According to Brown, the decreasing quality of athletic footwear has increased the importance of ready-made insoles, custom orthotics and shoe modifications including “heel spur cutouts, excavations/off-loads, medial or lateral posting, [metatarsal] pads or [metatarsal] bars and Morton’s extensions.”
Brown said he is partial to certain materials for crafting custom orthotics.
“DBX6 [a material made of fiberglass, graphite and resin] is my overall favorite to use as the shell. It is the thinnest and lightest weight material that I know of that can be pressed with deep heel cups.”
He added, “You can use a full-length top cover and bottom cover to provide great cushioning or you can keep it half-length and use it in a soccer cleat or even a dress flat. Athletes love it because it is so lightweight and so easy to fit into their current footwear.”
He said if room inside the footwear is not a potential problem, he likes polypropylene as the shell. Brown uses 1/8th–inch shells for smaller, thinner athletes and sturdier 3/16th–inch shells for taller and heavier athletes.

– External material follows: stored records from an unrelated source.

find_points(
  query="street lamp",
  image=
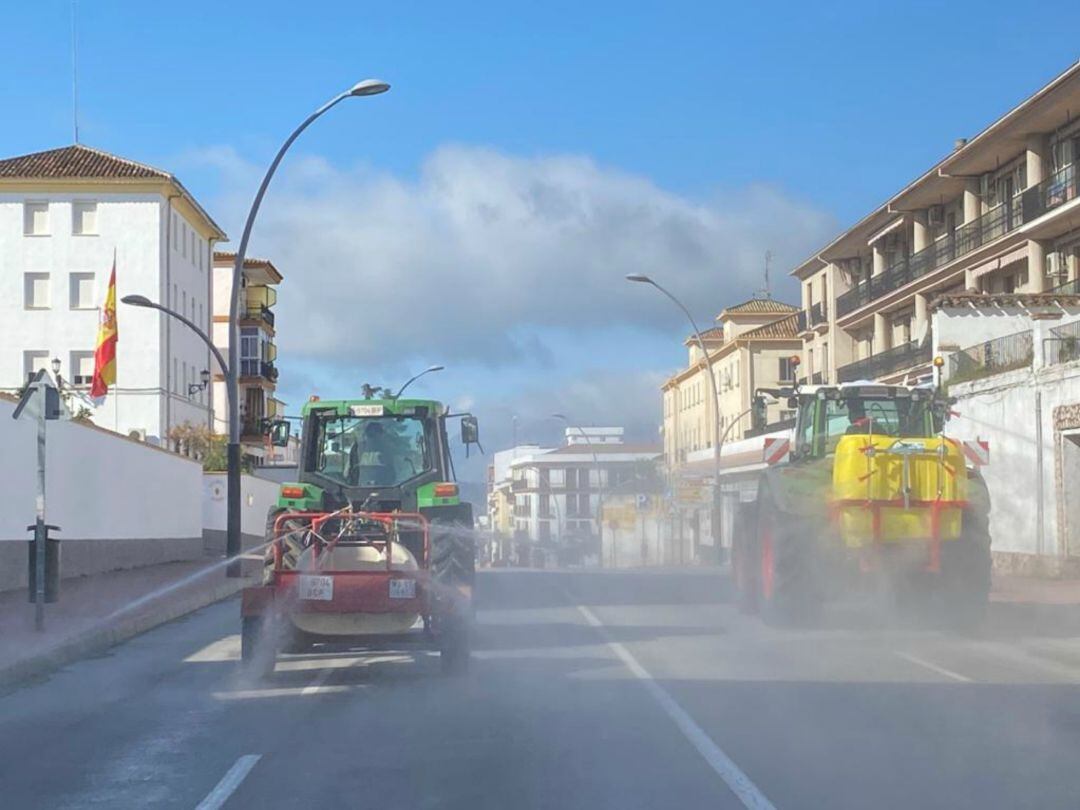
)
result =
(194, 388)
(599, 480)
(415, 377)
(640, 279)
(366, 88)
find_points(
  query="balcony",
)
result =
(885, 363)
(1026, 206)
(993, 356)
(258, 312)
(258, 368)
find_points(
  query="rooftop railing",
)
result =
(885, 363)
(1030, 204)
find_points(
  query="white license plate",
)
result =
(320, 589)
(403, 589)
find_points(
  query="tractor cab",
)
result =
(380, 455)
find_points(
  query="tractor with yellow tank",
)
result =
(871, 494)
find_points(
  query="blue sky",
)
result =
(729, 119)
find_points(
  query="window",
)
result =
(84, 218)
(36, 291)
(786, 369)
(82, 368)
(35, 361)
(81, 287)
(36, 218)
(385, 450)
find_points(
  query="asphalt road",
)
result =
(588, 690)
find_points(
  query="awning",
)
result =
(894, 225)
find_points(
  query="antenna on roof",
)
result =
(766, 292)
(75, 70)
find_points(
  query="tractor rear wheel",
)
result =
(746, 570)
(787, 592)
(966, 567)
(293, 540)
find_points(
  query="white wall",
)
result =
(1002, 409)
(131, 503)
(257, 496)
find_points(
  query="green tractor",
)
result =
(372, 542)
(867, 494)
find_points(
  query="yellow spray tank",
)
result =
(888, 489)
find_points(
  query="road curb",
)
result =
(97, 640)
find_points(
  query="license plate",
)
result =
(403, 589)
(320, 589)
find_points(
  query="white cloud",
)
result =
(482, 252)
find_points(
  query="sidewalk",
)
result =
(95, 612)
(1035, 590)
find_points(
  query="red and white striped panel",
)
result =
(977, 451)
(777, 450)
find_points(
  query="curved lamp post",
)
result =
(415, 377)
(642, 279)
(366, 88)
(599, 480)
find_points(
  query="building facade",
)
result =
(258, 372)
(998, 215)
(557, 493)
(751, 348)
(66, 215)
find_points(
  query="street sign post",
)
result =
(41, 401)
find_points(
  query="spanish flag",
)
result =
(105, 353)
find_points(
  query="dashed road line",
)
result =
(229, 783)
(741, 785)
(934, 667)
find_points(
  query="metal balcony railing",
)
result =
(993, 356)
(258, 368)
(1031, 203)
(258, 312)
(885, 363)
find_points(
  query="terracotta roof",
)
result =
(758, 306)
(782, 327)
(77, 161)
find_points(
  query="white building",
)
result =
(258, 373)
(557, 494)
(64, 214)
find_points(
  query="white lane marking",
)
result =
(933, 667)
(229, 782)
(720, 763)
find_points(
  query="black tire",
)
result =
(455, 646)
(294, 543)
(257, 647)
(787, 589)
(967, 565)
(746, 569)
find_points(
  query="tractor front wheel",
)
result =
(785, 561)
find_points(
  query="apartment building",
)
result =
(752, 347)
(557, 493)
(997, 215)
(258, 373)
(64, 215)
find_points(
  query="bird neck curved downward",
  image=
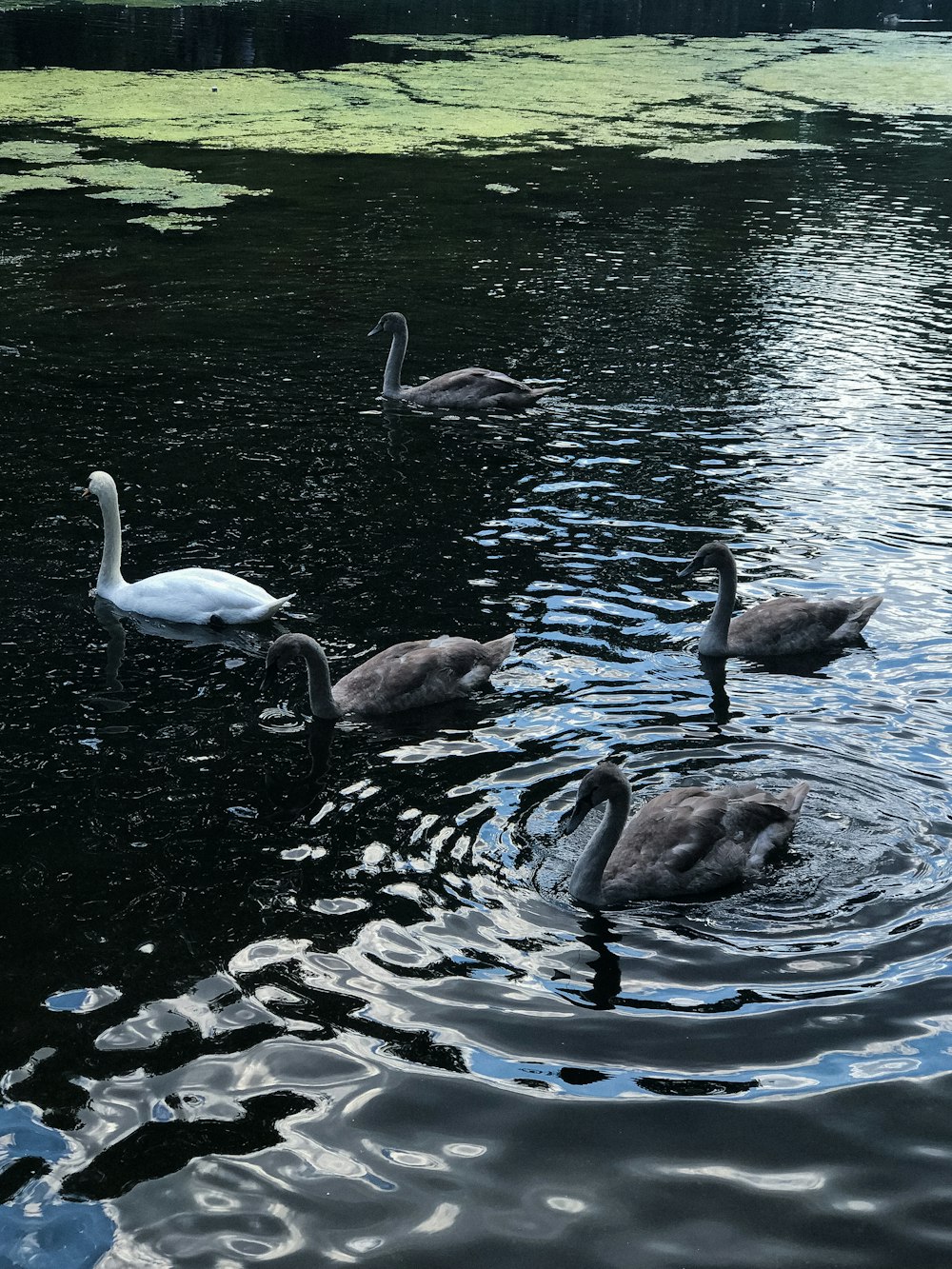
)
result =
(585, 881)
(320, 692)
(714, 641)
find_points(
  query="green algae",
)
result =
(40, 151)
(494, 95)
(177, 221)
(129, 182)
(26, 182)
(124, 180)
(879, 72)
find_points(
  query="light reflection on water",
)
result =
(356, 1014)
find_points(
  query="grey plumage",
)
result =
(403, 677)
(779, 627)
(684, 843)
(472, 388)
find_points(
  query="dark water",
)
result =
(301, 34)
(272, 1001)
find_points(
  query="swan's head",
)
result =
(596, 788)
(390, 324)
(102, 485)
(711, 555)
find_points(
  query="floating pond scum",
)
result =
(703, 102)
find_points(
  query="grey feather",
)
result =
(403, 677)
(779, 627)
(470, 388)
(684, 843)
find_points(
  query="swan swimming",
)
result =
(470, 388)
(403, 677)
(788, 625)
(680, 844)
(200, 597)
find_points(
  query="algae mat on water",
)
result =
(502, 94)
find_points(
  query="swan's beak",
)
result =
(574, 819)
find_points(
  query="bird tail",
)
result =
(864, 606)
(499, 648)
(860, 614)
(792, 799)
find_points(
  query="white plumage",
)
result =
(201, 597)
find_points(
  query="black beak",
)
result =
(573, 819)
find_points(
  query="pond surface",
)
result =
(278, 997)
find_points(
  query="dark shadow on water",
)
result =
(310, 35)
(162, 1149)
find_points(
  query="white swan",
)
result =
(471, 388)
(777, 627)
(201, 597)
(682, 843)
(403, 677)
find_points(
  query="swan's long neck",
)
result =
(319, 688)
(395, 363)
(714, 641)
(585, 881)
(109, 570)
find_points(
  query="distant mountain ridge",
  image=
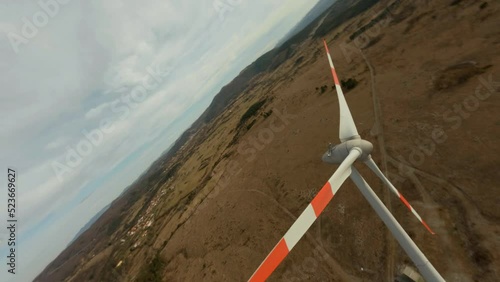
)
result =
(318, 9)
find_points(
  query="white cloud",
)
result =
(64, 81)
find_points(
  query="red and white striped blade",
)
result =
(347, 128)
(373, 166)
(306, 219)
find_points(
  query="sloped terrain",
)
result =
(428, 99)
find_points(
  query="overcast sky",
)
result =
(94, 91)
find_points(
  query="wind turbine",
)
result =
(351, 149)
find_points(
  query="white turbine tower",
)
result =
(352, 148)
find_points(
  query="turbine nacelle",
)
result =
(338, 153)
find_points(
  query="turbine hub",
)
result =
(336, 154)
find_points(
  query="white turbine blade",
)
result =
(306, 219)
(425, 267)
(347, 128)
(373, 166)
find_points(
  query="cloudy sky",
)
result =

“It is my preference to top cover and bottom cover these devices with full length [ethylene-vinyl acetate] EVA cushioning,” he said.
He added that all orthotics used in athletic shoes are subject to considerable wear and tear in a short period of time.
“It is so nice to be able to just refurbish the device by removing the abused cover and adhere a new top cover and bottom cover. The device ends up looking and feeling brand new,” Brown said.
Special care for athletes
Brown said Trilam cork and foam orthotics are suitable for most of his everyday patients.
“They are not as maintenance friendly as I need them to be for today’s athletes. They break down and then need to be completely replaced.”
While custom orthotics are designed to ward off or help ease many different foot problems, Brown said “the number-one foot ailment in the galaxy is plantar fasciitis.”
He said most athletes come to him because they have been hurt or they have undergone a surgical procedure to help straighten ankles misaligned by flat feet or high arches. Shoe-related problems bring in others.
Still, his patients also experience other issues, ranging from post-tibial and peroneal tendonitis to sesamoiditis.
“We keep it simple and we do the same thing for everyone,” he said. “Again, we go through the foot scanning process, migrate to the custom orthotic display and talk about whether their unique case would be benefited by having a more even distribution of pressure on the plantar surface of the feet or by getting better ankle control or both. Patient education is our number-one priority, and then we decide how we can best serve the patient.” – by Berry Craig
- Sports Injuries and Pedorthics. Pedorthic Foot Association. Available at www.pedorthics.org/?page=Sports_Injuries. Accessed Feb. 22, 2016.
Disclosure: Brown reports no relevant financial disclosures.